Helium-induced rotational (de-)excitation of interstellar rhomboidal silicon tricarbide (c-SiC₃)

Institute of Physics, Faculty of Physics, Astronomy and Informatics, Nicolaus Copernicus University in Toruń, Grudzidzka 5, 87-100 Toruń, Poland

^★ Corresponding author: This email address is being protected from spambots. You need JavaScript enabled to view it.
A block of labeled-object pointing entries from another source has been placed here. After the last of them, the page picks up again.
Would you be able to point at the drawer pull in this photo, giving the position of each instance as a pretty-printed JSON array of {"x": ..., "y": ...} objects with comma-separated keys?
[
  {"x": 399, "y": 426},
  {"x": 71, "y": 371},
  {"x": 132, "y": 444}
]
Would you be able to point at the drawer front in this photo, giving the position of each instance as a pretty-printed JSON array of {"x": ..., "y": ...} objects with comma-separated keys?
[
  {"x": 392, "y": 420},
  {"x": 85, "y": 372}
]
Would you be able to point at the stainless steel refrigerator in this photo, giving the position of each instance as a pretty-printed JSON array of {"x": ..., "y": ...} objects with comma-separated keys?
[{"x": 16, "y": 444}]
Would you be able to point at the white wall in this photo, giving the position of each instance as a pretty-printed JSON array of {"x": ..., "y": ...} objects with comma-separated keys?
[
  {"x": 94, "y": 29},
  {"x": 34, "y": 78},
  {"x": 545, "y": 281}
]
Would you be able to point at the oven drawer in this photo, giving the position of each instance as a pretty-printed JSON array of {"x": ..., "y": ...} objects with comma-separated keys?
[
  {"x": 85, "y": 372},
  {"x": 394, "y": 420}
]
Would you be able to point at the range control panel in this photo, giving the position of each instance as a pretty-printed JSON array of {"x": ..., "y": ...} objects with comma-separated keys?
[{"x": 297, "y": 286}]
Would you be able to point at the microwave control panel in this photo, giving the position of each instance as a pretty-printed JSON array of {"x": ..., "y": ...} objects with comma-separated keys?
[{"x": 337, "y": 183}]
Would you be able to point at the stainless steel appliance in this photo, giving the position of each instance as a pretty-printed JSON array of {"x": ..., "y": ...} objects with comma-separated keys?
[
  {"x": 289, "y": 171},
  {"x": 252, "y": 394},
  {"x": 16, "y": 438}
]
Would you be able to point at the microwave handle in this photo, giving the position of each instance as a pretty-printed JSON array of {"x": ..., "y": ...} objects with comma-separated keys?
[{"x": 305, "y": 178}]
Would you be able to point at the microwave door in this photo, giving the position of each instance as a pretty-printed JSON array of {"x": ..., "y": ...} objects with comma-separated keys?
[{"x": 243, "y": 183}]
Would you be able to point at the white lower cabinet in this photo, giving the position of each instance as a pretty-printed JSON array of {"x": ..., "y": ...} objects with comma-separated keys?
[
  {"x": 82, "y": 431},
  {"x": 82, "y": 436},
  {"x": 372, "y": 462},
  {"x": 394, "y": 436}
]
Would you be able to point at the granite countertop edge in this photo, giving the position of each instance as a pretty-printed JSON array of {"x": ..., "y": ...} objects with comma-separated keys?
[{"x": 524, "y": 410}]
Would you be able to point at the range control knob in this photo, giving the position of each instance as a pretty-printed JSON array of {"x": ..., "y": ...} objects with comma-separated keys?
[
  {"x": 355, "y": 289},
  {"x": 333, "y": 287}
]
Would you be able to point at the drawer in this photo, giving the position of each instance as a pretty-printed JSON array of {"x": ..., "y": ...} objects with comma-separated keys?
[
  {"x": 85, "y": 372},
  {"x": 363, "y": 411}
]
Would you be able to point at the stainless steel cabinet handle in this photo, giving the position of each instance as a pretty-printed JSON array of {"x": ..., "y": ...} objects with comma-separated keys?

Received: 12 November 2025
Accepted: 7 April 2026

Abstract

Silicon carbide molecules are key tracers of dust formation and molecular evolution in carbon-rich circumstellar environments, yet their collisional excitation remains largely unexplored. We report the first quantum scattering study of the collisional (de-)excitation of interstellar rhomboidal silicon tricarbide (c-SiC₃) by helium atoms under low-temperature conditions relevant to astrophysical environments. We computed a high-accuracy 3D potential energy surface (3D-PES) for the c-SiC₃ − He interaction at the CCSD(T)-F12a/aug-cc-pVTZ level of theory and analytically represented in terms of spherical harmonics. The global minimum of the PES lies at a T-shaped configuration with a well depth of about 42 cm⁻¹, revealing a highly anisotropic interaction. State-to-state inelastic cross-sections were computed using the close-coupling formalism for total energies up to 400 cm⁻¹. The corresponding thermal rate coefficients were evaluated for kinetic temperatures between 5 and 50 K and found to display a strong propensity for even Δj transitions, dominated by Δj = ±2 transitions induced by the V₂₀ anisotropic term. These data represent the first set of collisional rate coefficients for c-SiC₃ and provide essential input for nonlocal thermodynamic equilibrium (NLTE) radiative transfer models. They are crucial for interpreting observed line emission transitions in carbon-rich circumstellar envelopes such as IRC+10216 and offer valuable guidance for future searches for silicon-carbon ring species in the interstellar medium.